3 of 5 added info about problem's origin and an attempt to solve it

DFA, lower bound on number of states, language with primes and remainders

This is an exercise from old exam on formal languages that I don't know how to solve:

Let $p \ge 5$ be a prime number and $L_p$ be a language of words over $\{0,1\}$ that read in binary from right (i.e. from least significant bit) give a number that gives remainder modulo $p$ from the set $\{1,2, \ldots, \frac{p-1}{2}\}$.

How to show that:

Every DFA recognizing $L_p$ has at least $2p$ states.

?

One fact that I know of and is somehow related (has DFA and primes in the statement) is:

Any DFA recognizing language $\{0^n : n \text{ is not divisible by } p\}$ has at least $p$ states.

This can be seen by observing that the language is infinite, hence any DFA must have a reachable cycle, from which some accepting state is reachable.
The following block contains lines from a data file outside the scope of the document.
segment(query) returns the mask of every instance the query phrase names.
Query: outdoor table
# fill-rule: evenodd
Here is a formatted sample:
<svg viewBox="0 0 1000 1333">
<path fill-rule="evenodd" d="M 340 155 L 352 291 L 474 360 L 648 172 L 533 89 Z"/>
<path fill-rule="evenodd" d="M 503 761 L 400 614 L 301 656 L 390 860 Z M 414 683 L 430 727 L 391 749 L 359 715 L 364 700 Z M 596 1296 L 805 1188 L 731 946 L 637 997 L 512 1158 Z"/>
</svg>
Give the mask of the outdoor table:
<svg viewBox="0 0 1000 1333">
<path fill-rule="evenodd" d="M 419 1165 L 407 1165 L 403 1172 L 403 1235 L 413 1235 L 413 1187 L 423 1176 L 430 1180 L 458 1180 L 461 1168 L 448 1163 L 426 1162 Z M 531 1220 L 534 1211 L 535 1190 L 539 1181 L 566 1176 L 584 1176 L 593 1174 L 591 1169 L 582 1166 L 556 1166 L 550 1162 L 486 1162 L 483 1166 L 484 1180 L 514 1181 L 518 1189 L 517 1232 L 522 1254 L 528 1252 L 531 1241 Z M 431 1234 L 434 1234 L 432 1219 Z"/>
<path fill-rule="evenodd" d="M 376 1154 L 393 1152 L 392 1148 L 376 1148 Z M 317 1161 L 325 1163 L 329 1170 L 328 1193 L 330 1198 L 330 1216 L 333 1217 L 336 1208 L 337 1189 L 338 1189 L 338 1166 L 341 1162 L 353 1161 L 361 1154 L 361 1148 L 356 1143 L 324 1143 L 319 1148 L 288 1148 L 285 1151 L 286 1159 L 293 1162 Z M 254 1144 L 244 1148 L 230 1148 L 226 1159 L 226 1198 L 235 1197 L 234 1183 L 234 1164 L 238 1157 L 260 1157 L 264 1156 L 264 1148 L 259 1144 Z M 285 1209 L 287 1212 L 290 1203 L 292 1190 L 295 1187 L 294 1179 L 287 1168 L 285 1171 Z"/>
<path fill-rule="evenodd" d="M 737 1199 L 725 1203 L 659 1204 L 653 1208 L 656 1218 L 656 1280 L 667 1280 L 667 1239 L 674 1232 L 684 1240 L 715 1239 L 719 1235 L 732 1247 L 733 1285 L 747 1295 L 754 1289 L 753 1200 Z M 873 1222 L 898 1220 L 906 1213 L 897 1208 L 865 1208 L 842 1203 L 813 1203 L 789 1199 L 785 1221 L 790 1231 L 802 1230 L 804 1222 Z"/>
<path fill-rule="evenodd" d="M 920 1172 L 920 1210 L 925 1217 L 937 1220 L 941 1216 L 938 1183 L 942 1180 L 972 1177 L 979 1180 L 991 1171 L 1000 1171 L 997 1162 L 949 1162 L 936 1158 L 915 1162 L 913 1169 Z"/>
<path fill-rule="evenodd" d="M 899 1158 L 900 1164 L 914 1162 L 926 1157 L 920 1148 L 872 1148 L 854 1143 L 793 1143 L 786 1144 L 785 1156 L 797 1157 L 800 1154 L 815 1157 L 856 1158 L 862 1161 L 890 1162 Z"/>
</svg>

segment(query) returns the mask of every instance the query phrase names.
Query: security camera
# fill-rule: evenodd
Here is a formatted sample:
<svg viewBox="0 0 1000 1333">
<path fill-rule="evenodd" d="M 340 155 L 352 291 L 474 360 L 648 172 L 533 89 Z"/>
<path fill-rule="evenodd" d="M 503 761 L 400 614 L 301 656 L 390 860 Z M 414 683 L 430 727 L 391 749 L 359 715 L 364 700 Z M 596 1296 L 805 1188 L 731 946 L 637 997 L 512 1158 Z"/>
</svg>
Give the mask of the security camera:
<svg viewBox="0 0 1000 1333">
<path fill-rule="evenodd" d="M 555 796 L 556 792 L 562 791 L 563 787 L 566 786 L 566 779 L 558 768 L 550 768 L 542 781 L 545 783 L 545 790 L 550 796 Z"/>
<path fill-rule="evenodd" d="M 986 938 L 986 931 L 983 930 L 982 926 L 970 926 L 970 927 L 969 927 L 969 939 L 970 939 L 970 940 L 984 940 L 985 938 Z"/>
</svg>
And if that cycle had less than $p$ states, then because any number smaller than $p$ is coprime with $p$, we could loop sufficiently many times in that cycle and arrive at the aforementioned accepted state with a word $0^{kp}$ for some natural $k$ - a contradiction.

Maybe it's possible to use this fact, or alter this proof somehow to make it fit for the theorem with $L_p$?